Es ist spannend wie ein Historienkrimi, zu ergründen, wie Übersetzungen und Kirchendogmen entstanden sind. Am Beispiel der Entstehung des Dogmas der „ewigen“ Verdammnis (bzw. der unendlich lange dauernden „Höllen“-qualen) soll deswegen im folgenden gezeigt werden, dass politische und gesellschaftliche Einflüsse die Theologie wesentlich stärker geprägt haben und prägen, als die Aussagen der Heiligen Schrift.
Während der Entstehung des Neuen Testament war Griechisch die einflussreiche Verkehrssprache um das gesamte Mittelmeer herum, obwohl das Zentrum der politischen Macht bereits Rom war. Griechisch war folglich auch die Sprache des Neuen Testaments. In den ersten beiden nachchristlichen Jahrhunderten verstanden also die Empfänger der Paulusbriefe genau, was Paulus mit den verwendeten Begriffen sagen wollte. Das Wort, welches Dr. Martin Luther über tausend Jahre später, teils mit Welt oder Zeit im Sinne von zeitlich begrenzt (40mal), und teils mit Ewigkeit und Abwandlungen (75mal) übersetzen sollte, hat im Griechischen nur einen Ursprung: „aion“. Das entsprechende Adjektiv heißt „aionion“.
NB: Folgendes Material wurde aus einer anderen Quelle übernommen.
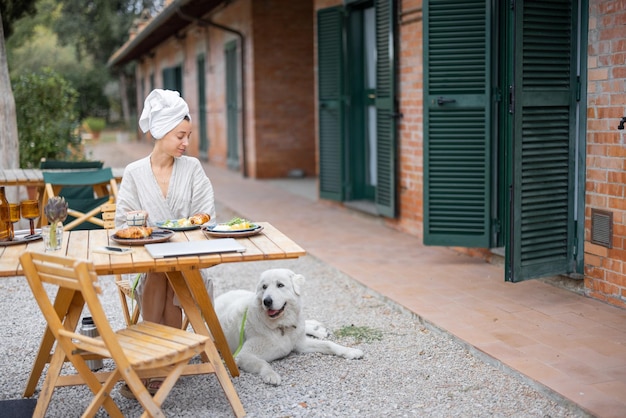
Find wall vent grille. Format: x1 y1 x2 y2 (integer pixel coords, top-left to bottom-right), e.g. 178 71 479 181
591 209 613 248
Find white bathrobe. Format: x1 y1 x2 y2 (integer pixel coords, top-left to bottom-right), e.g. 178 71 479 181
115 156 216 308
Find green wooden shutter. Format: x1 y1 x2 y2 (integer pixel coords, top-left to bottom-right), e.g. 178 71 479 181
224 40 239 168
376 0 396 218
424 0 492 248
317 7 345 201
196 54 209 160
506 0 577 281
163 65 183 96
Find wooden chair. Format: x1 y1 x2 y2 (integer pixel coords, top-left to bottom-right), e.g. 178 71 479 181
100 203 189 329
20 252 209 417
41 167 117 231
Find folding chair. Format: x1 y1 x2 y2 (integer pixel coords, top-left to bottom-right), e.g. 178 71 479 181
41 167 117 231
39 158 104 170
20 252 209 417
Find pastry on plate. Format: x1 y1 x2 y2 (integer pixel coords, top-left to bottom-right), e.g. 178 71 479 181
115 226 152 239
189 213 211 225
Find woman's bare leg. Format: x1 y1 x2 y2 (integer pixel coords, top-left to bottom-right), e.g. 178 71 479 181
141 273 182 328
162 279 183 328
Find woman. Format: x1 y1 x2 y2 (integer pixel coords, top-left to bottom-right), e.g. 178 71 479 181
115 89 215 328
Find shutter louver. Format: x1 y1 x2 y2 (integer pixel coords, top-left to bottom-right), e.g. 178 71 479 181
376 0 397 218
317 7 344 201
507 0 575 281
424 0 491 247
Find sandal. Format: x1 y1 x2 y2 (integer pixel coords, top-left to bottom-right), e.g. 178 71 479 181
120 379 152 399
146 377 164 396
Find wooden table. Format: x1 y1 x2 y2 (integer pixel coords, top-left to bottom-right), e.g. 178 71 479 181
0 222 305 415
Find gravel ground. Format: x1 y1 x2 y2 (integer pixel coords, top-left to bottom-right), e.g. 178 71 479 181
0 208 588 417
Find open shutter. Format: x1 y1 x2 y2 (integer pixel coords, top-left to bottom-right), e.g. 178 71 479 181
317 7 345 201
376 0 397 218
424 0 492 248
506 0 577 282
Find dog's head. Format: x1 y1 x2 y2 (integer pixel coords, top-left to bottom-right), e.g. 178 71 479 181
256 269 304 320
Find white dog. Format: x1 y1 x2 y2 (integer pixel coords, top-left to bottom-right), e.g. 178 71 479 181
215 269 363 385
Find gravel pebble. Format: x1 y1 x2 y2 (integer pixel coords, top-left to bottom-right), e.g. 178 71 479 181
0 204 588 418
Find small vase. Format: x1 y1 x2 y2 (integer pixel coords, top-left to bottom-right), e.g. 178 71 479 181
41 222 63 251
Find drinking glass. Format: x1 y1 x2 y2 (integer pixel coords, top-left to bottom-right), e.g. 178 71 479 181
21 200 39 235
9 203 20 241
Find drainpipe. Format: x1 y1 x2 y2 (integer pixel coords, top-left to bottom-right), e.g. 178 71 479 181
176 4 248 178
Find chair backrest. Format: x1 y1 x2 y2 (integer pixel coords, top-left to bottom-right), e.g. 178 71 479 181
20 251 115 352
41 167 117 229
39 159 104 170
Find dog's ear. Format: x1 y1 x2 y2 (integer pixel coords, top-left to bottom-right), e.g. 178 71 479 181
291 273 305 296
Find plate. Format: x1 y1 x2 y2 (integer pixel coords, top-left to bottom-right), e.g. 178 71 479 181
156 221 202 231
111 229 175 245
0 229 41 247
202 224 263 238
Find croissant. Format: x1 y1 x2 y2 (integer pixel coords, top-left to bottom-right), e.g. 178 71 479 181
189 213 211 225
115 226 152 239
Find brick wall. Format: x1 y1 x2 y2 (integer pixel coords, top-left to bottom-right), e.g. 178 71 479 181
252 0 317 178
389 0 424 237
585 0 626 308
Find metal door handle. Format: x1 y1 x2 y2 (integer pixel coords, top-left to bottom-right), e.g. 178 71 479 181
437 96 456 106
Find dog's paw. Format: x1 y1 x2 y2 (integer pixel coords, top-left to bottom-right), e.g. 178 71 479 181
342 348 363 360
261 370 280 386
304 319 330 339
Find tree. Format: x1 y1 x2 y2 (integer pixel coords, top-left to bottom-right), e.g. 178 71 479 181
54 0 163 121
0 0 35 173
13 68 79 168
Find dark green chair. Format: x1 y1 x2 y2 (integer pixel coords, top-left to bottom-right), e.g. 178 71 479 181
39 159 104 170
41 167 117 231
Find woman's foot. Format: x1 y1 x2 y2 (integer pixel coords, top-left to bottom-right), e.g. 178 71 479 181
146 377 163 396
120 379 151 399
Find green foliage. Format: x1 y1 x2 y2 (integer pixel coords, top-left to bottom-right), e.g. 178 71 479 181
11 68 79 168
83 116 106 133
335 325 383 343
0 0 37 39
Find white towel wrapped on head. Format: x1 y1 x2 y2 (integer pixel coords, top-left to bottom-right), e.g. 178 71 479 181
139 89 191 139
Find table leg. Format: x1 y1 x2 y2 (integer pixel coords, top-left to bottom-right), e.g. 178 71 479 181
29 289 85 417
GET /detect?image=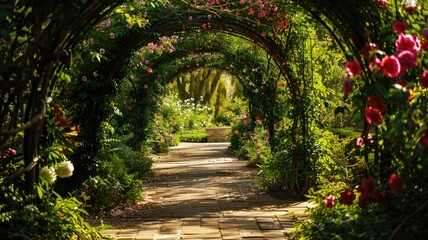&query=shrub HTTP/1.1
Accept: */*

[77,153,142,215]
[0,187,102,240]
[229,119,251,152]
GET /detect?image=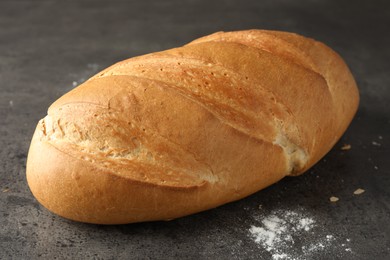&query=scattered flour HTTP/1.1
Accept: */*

[249,209,352,260]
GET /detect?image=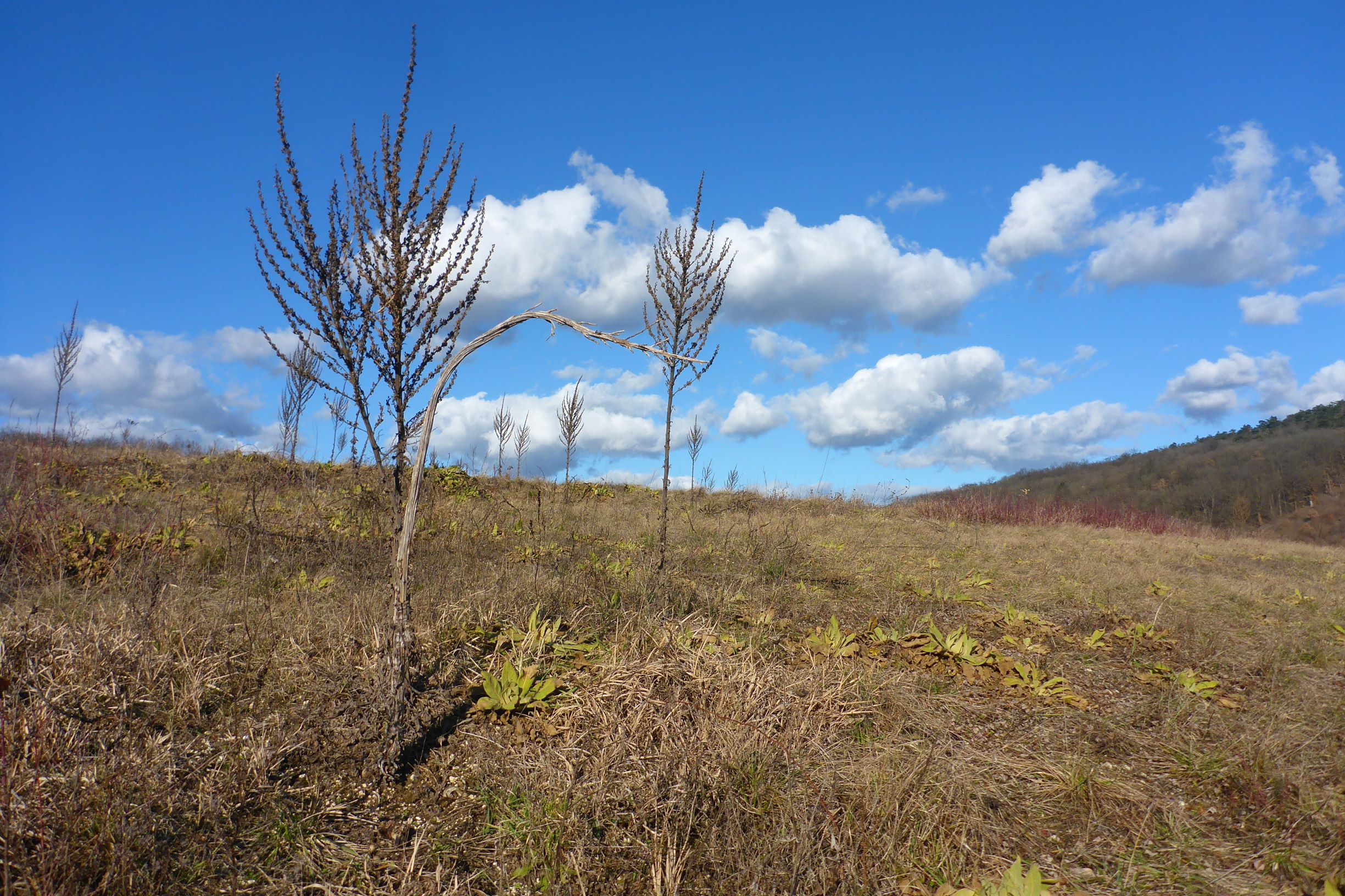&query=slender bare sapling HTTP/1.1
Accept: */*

[644,175,733,569]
Die erste Übersetzung ins Lateinische wurde nun nicht etwa im heutigen Italien geschrieben, sondern kam aus der nordafrikanischen römischen Provinz Karthago. Diese Provinz wurde 146 v.Chr. von Rom erobert und sprach fortan verstärkt Latein. Allerdings entfernte sich dieser lateinische Dialekt so weit vom römischen, dass der Geschichtsschreiber Polybius beklagte, selbst die sachkundigsten Römer könnten nur schwer den Wortlaut der früheren Verträge zwischen Rom und Karthago verstehen. Um Christi Geburt war der karthagische Dialekt wie eine Fremdsprache für die Römer.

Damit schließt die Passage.